心理を理解しようとしても、異常過ぎて理解し難いのだが…あそこまで否定され続けると、本当にやってないのではないかとすら思えてくるし、本当の意味で真実が曖昧で、何ともスッキリしなかった。自己弁護が上手いのも頭脳が高いのも驚きだけど、「人間性の無駄遣い」という判事の言葉がかなり重くて、悲しみすら感じるやるせなさ。

ザック・エフロンは魅力的で素敵な俳優だと思うし大好きだけど、あくまで今回は演者に過ぎない。モデルの本物が強烈過ぎて、最後の実際の映像を観たら凍りついてしまって、あぁ…現実と映画はやはり生々しさが違うなとつくづく思った。

テッド・バンディの顔の雰囲気からしても、どんなにワイルド風にしても 適役はザック・エフロンではなかったんじゃないかな…と私は感じた。


あの類の犯罪者に女性ファンが多いのも超気持ち悪いし、あんただって近くに居たら殺されてたよ?と言ってやりたい。何故か殺しの対象にされなかったリズの心労は計り知れないし、他の女性を利用して自分の裁判を有利にしようとしていたテッド・バンディもかなり気持ち悪かった。

詐欺師の才能も伺える人間性と、内に秘めた恐ろしさが合わさって、自分まで騙されそうになっていたのが怖かった。

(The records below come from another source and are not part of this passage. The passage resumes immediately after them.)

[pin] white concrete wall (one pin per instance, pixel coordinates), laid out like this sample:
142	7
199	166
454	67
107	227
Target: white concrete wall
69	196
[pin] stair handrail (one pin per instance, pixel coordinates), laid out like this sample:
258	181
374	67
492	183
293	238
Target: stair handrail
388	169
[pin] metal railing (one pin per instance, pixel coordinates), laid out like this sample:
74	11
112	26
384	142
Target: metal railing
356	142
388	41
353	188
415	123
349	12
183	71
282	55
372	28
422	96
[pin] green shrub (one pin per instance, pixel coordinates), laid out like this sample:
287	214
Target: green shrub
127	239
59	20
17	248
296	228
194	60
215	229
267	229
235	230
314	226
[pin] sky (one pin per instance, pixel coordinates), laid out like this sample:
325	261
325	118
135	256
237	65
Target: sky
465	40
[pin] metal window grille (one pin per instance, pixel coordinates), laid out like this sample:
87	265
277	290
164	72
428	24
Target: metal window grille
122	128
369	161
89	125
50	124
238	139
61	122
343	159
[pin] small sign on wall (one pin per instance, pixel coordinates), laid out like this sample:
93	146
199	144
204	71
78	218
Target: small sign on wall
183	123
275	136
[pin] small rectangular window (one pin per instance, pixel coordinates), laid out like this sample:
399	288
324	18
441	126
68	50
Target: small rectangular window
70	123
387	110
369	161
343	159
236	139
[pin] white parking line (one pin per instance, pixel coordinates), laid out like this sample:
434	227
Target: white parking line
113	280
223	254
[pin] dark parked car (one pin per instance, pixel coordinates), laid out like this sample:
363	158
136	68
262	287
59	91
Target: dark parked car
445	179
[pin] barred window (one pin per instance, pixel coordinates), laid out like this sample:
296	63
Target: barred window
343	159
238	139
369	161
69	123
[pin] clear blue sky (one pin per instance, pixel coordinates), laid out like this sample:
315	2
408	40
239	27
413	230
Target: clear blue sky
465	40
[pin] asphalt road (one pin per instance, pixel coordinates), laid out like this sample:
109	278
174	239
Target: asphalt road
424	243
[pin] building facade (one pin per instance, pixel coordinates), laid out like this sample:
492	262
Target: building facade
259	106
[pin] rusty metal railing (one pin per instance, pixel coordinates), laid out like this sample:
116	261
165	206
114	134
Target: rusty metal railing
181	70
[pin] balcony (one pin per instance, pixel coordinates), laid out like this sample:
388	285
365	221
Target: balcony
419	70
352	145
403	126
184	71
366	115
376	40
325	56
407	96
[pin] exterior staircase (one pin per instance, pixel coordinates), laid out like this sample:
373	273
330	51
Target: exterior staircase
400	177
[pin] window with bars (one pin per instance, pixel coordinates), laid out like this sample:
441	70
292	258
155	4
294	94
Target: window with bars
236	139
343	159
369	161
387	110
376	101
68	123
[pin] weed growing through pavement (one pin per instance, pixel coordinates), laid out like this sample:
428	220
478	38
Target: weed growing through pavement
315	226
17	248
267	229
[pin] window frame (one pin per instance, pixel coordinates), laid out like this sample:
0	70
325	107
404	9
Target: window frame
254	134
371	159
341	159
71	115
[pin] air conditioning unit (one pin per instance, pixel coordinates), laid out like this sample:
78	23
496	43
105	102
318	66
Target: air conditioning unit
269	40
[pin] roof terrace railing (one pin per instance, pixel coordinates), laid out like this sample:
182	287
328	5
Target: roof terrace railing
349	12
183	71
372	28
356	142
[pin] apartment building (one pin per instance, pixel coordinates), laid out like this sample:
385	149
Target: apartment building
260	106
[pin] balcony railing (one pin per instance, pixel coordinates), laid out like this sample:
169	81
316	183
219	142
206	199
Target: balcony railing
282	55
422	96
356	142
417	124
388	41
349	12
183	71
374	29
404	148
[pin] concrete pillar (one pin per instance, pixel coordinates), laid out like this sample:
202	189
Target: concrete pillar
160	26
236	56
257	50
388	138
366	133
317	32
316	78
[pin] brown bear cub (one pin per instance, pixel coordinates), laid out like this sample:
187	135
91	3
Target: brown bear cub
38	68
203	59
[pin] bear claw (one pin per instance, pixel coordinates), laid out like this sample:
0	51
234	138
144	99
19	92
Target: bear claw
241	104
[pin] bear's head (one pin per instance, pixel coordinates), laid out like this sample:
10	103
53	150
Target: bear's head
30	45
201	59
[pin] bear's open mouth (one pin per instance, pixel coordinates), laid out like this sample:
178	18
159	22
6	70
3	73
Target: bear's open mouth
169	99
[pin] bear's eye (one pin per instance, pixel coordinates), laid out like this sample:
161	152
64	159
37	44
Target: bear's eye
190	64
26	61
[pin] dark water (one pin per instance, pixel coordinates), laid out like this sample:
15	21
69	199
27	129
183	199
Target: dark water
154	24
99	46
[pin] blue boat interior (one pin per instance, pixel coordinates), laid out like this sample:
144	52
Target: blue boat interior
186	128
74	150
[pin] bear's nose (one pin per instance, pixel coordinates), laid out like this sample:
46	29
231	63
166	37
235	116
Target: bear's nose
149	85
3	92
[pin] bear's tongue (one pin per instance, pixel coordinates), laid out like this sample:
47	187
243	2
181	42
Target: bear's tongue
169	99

最後の最後まで話は動かないし、ずっと半信半疑で何を信じたら良いか分からなくなるけど、その間ずっと退屈する事もなくのめり込んでいたし、映画としては凄く面白かったので、スコア平均が低くてちょっとびっくり。

演者を小綺麗にまとめ過ぎてるのがちょっと気になったけど、実際の映像も観れるし、本当の戦慄はそちらにたっぷり詰まってるので、観終わった後の気持ちとしては、あぁ…映画観たなという満足感に包まれたので大満足でした。


終盤疲れたけど、ハーレイ・ジョエル・オスメントにとても癒されるし、マルコビッチ判事の言葉にもグッとくる場面が多かったです。